Unnamed: 0,sepal_length,sepal_width,petal_length,petal_width,species
0,5.1,3.5,1.4,0.2,Iris-setosa
1,4.9,3.0,1.4,0.2,Iris-setosa
2,4.7,3.2,1.3,0.2,Iris-setosa
3,4.6,3.1,1.5,0.2,Iris-setosa
4,5.0,3.6,1.4,0.2,Iris-setosa


In [51]:
# load data
array = df1.values
X = array[:,0:4]
Y = array[:,4]

In [52]:
X.shape

(150, 4)

In [54]:
#creating pipeline
estimators = []
estimators.append(("standardize", StandardScaler()))
estimators.append(("lda" , LinearDiscriminantAnalysis()))
model = Pipeline(estimators)

In [13]:
import warnings
warnings.filterwarnings("ignore", category=FutureWarning)

### Feature Extraction and Modeling Pipeline

`Feature extraction` is another procedure that is susceptible to `data leakage`. Like data preparation,
`feature extraction` procedures must be restricted to the data in your `training dataset`. The
`pipeline` provides a handy tool called the **FeatureUnion** which allows the results of `multiple
feature selection` and `extraction procedures` to be combined into a larger dataset on which a
model can be trained.
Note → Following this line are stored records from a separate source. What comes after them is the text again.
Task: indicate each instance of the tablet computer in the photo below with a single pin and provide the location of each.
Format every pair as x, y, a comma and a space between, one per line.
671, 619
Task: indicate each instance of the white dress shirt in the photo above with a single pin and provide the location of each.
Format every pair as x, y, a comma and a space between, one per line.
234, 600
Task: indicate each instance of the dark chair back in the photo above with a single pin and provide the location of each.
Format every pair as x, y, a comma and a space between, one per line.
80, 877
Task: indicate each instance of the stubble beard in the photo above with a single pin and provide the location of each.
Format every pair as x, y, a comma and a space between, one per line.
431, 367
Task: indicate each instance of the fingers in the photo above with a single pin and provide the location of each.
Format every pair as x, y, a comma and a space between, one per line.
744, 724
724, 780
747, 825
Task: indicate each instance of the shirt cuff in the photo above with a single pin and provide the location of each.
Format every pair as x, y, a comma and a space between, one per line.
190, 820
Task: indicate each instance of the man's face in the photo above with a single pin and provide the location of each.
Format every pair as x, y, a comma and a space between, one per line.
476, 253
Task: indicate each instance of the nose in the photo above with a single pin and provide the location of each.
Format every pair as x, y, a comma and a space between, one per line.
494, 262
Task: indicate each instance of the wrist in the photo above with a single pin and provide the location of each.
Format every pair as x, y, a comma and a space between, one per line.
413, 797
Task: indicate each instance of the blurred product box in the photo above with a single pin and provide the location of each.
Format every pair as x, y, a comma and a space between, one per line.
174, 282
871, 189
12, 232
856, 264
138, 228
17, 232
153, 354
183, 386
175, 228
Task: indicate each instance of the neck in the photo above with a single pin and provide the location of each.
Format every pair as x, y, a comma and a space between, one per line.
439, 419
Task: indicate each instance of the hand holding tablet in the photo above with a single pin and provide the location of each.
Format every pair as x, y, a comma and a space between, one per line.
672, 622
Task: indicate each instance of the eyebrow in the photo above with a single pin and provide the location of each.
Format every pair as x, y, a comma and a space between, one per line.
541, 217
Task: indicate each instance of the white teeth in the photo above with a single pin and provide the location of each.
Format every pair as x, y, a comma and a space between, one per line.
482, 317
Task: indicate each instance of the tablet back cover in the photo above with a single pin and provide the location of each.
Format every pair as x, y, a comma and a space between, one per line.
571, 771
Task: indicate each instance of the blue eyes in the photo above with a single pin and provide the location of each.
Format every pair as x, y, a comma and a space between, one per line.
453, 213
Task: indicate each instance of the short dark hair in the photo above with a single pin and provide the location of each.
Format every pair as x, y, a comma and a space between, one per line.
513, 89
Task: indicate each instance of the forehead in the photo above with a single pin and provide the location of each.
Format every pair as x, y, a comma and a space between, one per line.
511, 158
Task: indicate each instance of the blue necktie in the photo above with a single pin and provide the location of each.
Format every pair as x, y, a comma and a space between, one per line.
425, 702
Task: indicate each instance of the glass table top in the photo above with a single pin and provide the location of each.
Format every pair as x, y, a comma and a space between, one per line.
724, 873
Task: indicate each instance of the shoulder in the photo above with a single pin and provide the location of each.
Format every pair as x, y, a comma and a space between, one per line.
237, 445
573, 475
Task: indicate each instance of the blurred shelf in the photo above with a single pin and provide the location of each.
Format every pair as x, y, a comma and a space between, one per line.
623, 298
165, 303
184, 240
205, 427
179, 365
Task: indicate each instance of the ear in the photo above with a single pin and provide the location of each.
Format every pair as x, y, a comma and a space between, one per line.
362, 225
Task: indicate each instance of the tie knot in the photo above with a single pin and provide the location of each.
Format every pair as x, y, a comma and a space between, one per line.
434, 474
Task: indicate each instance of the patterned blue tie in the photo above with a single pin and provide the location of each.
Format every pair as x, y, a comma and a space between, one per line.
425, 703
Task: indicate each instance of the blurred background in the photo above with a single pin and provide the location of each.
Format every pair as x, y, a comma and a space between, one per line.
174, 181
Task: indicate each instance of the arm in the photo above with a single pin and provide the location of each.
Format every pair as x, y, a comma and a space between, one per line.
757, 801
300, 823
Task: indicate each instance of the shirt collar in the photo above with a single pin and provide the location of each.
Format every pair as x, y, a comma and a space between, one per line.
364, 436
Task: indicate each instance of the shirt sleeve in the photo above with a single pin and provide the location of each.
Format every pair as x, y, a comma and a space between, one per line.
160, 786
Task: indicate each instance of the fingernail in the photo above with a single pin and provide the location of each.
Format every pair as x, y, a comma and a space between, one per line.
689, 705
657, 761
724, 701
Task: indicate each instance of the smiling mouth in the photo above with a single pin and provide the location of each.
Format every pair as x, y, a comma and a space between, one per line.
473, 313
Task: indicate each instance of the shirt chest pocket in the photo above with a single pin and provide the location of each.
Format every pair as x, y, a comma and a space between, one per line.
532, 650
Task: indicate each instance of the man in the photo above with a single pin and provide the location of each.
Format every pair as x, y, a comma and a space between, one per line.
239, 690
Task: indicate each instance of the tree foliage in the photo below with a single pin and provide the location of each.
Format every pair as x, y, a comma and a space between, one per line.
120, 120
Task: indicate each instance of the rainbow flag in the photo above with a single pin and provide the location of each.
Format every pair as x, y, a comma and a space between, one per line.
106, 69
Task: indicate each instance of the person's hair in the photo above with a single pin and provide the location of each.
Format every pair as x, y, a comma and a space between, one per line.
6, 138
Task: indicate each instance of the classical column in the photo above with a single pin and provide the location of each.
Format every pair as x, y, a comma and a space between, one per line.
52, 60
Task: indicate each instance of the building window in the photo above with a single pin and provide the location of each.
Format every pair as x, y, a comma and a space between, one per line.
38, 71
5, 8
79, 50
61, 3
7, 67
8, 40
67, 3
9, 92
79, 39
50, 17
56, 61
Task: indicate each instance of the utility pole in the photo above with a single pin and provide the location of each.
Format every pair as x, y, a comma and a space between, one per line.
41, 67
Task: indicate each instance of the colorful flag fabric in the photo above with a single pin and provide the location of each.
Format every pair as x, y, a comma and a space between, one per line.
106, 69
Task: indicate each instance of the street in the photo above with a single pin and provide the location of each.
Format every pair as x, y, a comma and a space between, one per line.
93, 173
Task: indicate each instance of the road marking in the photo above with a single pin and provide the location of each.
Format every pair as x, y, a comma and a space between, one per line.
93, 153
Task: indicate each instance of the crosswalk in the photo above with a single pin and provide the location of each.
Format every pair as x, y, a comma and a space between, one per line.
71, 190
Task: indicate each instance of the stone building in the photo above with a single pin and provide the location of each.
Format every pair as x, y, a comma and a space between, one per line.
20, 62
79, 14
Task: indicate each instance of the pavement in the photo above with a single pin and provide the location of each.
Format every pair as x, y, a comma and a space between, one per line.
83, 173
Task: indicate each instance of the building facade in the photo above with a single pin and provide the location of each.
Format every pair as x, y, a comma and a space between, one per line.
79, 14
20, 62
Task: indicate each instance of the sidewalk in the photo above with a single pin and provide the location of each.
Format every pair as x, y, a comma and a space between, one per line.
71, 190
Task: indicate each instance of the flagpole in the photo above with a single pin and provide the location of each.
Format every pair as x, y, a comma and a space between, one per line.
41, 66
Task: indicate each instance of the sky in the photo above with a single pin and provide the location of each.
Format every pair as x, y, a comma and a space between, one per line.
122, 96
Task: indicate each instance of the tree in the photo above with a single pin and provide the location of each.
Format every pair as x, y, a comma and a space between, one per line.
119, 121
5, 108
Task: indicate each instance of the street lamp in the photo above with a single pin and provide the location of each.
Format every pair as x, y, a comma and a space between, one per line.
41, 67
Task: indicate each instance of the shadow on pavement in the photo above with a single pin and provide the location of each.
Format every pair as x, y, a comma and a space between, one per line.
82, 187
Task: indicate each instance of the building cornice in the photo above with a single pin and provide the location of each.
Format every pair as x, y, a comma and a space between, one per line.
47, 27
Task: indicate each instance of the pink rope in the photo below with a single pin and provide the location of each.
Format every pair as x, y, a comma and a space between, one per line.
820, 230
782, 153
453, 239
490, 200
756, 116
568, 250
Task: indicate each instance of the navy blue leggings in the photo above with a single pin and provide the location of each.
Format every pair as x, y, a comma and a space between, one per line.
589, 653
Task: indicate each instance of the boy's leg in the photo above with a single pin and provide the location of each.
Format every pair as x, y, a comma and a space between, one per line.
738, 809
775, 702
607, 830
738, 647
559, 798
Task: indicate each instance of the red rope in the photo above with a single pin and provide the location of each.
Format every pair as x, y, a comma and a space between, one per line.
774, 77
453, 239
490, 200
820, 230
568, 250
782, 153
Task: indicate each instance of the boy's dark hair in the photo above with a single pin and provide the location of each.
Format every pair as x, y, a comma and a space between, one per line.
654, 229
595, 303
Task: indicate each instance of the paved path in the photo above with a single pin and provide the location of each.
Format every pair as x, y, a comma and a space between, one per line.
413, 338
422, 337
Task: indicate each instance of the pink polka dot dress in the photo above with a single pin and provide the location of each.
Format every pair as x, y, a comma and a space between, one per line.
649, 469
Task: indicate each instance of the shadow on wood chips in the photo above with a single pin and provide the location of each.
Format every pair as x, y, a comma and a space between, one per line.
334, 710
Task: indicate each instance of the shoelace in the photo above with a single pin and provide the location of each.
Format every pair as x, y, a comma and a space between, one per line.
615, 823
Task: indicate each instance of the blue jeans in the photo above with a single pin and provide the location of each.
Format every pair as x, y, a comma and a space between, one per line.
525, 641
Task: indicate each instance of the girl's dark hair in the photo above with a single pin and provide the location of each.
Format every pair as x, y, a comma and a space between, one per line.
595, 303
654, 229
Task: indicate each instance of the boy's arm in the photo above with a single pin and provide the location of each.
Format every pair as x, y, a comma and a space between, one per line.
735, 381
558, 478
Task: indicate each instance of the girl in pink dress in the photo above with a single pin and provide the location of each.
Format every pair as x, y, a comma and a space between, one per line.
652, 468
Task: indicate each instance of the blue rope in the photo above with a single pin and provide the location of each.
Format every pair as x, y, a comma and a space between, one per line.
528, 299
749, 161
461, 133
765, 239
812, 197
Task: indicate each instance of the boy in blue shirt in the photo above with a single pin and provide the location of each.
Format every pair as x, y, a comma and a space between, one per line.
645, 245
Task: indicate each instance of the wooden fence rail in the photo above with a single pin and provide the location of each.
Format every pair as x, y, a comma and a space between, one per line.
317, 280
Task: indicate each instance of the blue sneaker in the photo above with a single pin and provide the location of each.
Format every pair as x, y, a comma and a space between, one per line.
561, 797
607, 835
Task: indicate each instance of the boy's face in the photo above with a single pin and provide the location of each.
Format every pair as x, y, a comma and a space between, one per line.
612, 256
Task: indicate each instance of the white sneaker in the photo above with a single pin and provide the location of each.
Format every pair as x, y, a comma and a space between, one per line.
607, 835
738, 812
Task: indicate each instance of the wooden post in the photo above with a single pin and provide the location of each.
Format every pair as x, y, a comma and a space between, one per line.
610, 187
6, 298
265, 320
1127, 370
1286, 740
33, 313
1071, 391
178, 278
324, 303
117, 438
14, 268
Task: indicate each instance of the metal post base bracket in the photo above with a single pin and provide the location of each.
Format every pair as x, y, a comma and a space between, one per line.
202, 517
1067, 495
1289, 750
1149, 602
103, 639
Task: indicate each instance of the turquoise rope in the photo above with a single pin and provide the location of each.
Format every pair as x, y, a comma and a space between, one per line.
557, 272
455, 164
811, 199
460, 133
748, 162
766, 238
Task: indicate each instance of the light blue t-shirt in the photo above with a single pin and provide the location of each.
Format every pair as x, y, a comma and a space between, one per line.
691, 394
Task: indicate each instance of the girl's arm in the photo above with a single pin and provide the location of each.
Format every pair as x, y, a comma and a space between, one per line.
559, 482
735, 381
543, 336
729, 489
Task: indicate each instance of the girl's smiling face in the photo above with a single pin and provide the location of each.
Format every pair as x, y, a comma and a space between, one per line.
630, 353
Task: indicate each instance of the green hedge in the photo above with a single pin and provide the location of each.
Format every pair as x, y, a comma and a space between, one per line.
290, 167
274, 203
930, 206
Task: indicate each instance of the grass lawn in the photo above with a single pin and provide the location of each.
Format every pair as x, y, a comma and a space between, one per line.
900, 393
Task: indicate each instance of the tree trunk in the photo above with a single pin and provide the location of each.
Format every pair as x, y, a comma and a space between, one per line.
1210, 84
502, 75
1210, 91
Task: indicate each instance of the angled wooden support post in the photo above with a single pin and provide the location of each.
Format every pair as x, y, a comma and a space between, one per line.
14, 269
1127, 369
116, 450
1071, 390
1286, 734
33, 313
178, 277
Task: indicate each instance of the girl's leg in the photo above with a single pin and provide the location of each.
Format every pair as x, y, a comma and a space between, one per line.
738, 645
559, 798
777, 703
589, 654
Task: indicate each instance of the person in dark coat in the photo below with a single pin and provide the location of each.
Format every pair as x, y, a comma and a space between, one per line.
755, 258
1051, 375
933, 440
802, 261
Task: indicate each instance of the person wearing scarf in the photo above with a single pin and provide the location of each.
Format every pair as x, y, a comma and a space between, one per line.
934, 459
Importantly, all the `feature extraction` and the `feature union` occurs
within each fold of the `cross-validation` procedure.

The pipeline defined with four steps:

* Feature Extraction with Principal Component Analysis (3 features).
* Feature Extraction with Statistical Selection (6 features).
* Feature Union.
* Learn a Logistic Regression Model.

The pipeline is then evaluated using 10-fold cross-validation.

#### Create a pipeline that extracts features from the data then creates a model

In [14]:
# IMport Libraries

from pandas import read_csv
from sklearn.model_selection import KFold
from sklearn.model_selection import cross_val_score
from sklearn.pipeline import Pipeline
from sklearn.pipeline import FeatureUnion
from sklearn.linear_model import LogisticRegression
from sklearn.decomposition import PCA
from sklearn.feature_selection import SelectKBest

In [15]:
# load data
filename = 'pima-indians-diabetes.data.csv'
names = ['preg', 'plas', 'pres', 'skin', 'test', 'mass', 'pedi', 'age', 'class']
dataframe = read_csv(filename, names=names)
array = dataframe.values
X = array[:,0:8]
Y = array[:,8]

In [16]:
# create feature union
features = []
features.append(('pca', PCA(n_components=3)))
features.append(('select_best', SelectKBest(k=6)))
feature_union = FeatureUnion(features)

In [17]:
# create pipeline
estimators = []
estimators.append(('feature_union', feature_union))
estimators.append(('logistic', LogisticRegression()))
model = Pipeline(estimators)

In [18]:
# evaluate pipeline
kfold = KFold(n_splits=10, random_state=7)
results = cross_val_score(model, X, Y, cv=kfold)
print(results.mean())

0.7760423786739576


Notice how the `FeatureUnion` is its own `Pipeline` that in turn is a single step in the `final Pipeline` used to feed `Logistic Regression`. This might get you thinking about how you can start
embedding pipelines within `pipelines`.